The CAEBAT project addresses these issues with a suite of battery cell and pack engineering tools that:
- Investigate a full range of chemistry, cell design, and battery pack options for particular vehicle platforms
- Factor in electrochemical, thermal, and mechanical interactions
- Shorten battery prototyping and optimization processes
- Improve overall battery performance, safety, and lifespan
- Reduce costs for suppliers, manufacturers, and consumers.
Combining Energy in Industry-Research Partnership
"We need to keep raising the bar with our electric car designs, and battery performance is a huge part of that," said Xiao Guang Yang of Ford, a CAEBAT principal investigator.
Most battery models and simulation tools developed prior to CAEBAT did not strike the balance of precision and ease-of-use battery developers, pack integrators, and automakers require.
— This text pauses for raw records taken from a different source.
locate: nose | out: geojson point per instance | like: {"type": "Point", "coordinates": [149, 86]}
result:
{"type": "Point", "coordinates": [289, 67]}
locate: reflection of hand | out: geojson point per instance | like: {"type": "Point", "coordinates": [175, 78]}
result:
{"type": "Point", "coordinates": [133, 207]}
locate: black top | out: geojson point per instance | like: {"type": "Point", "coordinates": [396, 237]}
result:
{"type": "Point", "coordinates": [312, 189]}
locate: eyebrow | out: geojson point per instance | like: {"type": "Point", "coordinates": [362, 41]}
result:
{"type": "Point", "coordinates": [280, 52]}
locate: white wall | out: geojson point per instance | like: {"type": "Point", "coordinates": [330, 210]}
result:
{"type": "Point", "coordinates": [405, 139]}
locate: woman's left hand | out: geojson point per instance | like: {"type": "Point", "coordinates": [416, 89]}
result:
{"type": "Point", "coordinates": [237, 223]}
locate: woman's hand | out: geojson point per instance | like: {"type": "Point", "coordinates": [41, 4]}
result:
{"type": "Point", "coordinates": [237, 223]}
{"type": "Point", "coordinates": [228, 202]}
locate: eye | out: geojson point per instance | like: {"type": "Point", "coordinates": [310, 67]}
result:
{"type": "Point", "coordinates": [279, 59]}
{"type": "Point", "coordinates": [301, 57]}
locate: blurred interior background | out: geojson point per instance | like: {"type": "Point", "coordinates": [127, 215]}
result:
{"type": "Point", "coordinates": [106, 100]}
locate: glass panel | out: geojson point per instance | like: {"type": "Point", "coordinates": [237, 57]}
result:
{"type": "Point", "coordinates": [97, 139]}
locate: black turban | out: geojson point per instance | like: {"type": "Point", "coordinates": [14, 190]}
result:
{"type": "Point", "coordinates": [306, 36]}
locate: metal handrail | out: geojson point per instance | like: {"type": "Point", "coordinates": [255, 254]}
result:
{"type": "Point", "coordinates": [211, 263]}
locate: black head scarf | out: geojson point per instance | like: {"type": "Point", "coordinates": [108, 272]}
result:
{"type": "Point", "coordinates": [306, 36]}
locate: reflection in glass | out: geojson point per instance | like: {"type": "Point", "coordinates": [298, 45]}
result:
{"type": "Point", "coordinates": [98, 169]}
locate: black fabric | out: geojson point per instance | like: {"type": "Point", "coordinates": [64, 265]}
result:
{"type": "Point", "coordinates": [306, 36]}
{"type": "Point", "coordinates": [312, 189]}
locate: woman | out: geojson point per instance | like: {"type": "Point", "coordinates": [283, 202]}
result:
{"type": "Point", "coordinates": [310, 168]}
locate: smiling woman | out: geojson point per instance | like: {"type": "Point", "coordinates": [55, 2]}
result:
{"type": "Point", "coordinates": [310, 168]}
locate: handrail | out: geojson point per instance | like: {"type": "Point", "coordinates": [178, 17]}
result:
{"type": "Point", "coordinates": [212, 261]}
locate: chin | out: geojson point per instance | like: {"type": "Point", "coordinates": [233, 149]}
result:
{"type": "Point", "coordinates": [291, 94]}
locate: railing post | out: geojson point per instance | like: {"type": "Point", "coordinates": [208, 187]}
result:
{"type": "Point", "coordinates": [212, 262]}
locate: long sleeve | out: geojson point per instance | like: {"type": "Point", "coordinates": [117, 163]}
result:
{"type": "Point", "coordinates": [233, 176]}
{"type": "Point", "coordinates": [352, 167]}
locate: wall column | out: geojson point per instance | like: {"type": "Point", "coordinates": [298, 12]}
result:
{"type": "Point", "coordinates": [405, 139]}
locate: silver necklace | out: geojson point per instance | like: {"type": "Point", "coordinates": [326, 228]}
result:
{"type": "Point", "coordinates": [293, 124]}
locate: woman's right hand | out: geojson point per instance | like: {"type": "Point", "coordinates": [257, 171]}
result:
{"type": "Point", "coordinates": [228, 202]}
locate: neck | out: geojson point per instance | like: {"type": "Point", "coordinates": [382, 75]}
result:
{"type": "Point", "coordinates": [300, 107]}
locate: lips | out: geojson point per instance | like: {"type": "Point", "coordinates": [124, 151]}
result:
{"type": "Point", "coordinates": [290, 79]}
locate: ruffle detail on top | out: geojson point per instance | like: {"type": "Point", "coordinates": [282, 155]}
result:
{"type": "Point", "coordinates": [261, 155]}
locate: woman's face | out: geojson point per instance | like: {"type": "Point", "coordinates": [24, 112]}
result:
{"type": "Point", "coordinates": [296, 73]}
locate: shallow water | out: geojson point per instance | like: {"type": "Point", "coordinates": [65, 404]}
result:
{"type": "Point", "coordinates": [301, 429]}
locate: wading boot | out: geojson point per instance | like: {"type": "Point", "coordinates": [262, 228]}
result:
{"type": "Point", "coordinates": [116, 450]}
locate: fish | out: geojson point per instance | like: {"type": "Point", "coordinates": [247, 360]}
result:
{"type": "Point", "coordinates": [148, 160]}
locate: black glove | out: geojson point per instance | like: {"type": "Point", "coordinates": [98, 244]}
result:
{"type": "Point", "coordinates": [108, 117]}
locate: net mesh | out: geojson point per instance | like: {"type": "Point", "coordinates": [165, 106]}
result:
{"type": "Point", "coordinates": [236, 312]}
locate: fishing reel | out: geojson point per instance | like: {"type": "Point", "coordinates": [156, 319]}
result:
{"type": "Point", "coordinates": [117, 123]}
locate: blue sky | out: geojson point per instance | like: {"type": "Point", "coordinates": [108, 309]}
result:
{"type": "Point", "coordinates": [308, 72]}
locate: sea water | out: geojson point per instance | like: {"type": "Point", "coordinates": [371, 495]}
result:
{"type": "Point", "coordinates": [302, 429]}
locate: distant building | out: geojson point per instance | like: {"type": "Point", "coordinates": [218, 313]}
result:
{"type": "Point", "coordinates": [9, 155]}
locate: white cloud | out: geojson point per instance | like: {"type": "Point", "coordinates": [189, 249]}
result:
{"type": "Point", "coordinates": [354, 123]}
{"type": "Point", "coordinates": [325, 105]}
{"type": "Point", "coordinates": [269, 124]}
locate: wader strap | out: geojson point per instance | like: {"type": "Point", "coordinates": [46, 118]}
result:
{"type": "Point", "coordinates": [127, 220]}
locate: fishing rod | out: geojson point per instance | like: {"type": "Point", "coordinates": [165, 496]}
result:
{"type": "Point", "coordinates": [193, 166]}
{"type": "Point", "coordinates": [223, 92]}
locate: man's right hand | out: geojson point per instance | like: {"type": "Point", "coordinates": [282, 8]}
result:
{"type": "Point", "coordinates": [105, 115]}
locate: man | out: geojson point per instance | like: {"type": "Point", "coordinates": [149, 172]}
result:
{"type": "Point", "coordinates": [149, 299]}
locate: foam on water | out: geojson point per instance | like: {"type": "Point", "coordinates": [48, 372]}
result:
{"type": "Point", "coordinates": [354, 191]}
In 2011, DOE/NREL used a competitive procurement process to select three teams to develop three separate, competitive, validated, and easy-to-use CAEBAT software tools for battery pack design. The three teams include representatives from each key industry sector:
- EC Power, Penn State University, Johnson Controls, and Ford
- General Motors, ANSYS, and ESim
- CD-adapco, Battery Design LLC, A123 Systems, and Johnson Controls.
While DOE's Office of Energy Efficiency and Renewable Energy Vehicle Technologies Office provided primary funding for this activity, these industry partners contributed 50% ($7 million) of the project budget.
Modeling at the Materials, Cell, and Pack Level
At the outset of the CAEBAT project, NREL unveiled a development crucial to filling a gap in existing tools: a predictive computer simulation of Lithium-ion batteries. This framework, known as the Multi-Scale Multi-Dimensional model, has a modular, flexible architecture that connects the physics of battery charge/discharge processes, thermal control, safety, and reliability in a computationally efficient manner. This makes it much easier to independently develop submodels at the cell and pack levels.
NREL provides technical support on electrochemical and thermal modeling to all of the CAEBAT teams as they work independently to develop and validate computer-aided engineering tools based on a variety of chemistries, cell geometries, and battery pack configurations.
CAEBAT has already produced models of alternatively stacked, wound-, and large-format cylindrical cell performance, as well as pack thermal networks. These models have been validated from the cell to the pack level. The software tools that have resulted from this collaboration are expected to become competitive marketplace offerings for battery engineers and EDV designers by the end of 2014.
"The simulation and automation tools that will come out of this project will impact the industry's ability to design energy storage systems at a faster pace," said Brian Sisk, director of Controls and Modeling for Johnson Controls Power Solutions. "We also believe this work will enable innovation in battery pack design and technology integration, leading to better electric vehicle performance."
In addition to computer-aided engineering and groundbreaking thermal evaluation and analysis, NREL also acts as a go-to resource in boosting efficiency and troubleshooting deficiencies in energy storage systems. This helps automakers and battery companies design better vehicles and meet challenging cost and performance targets.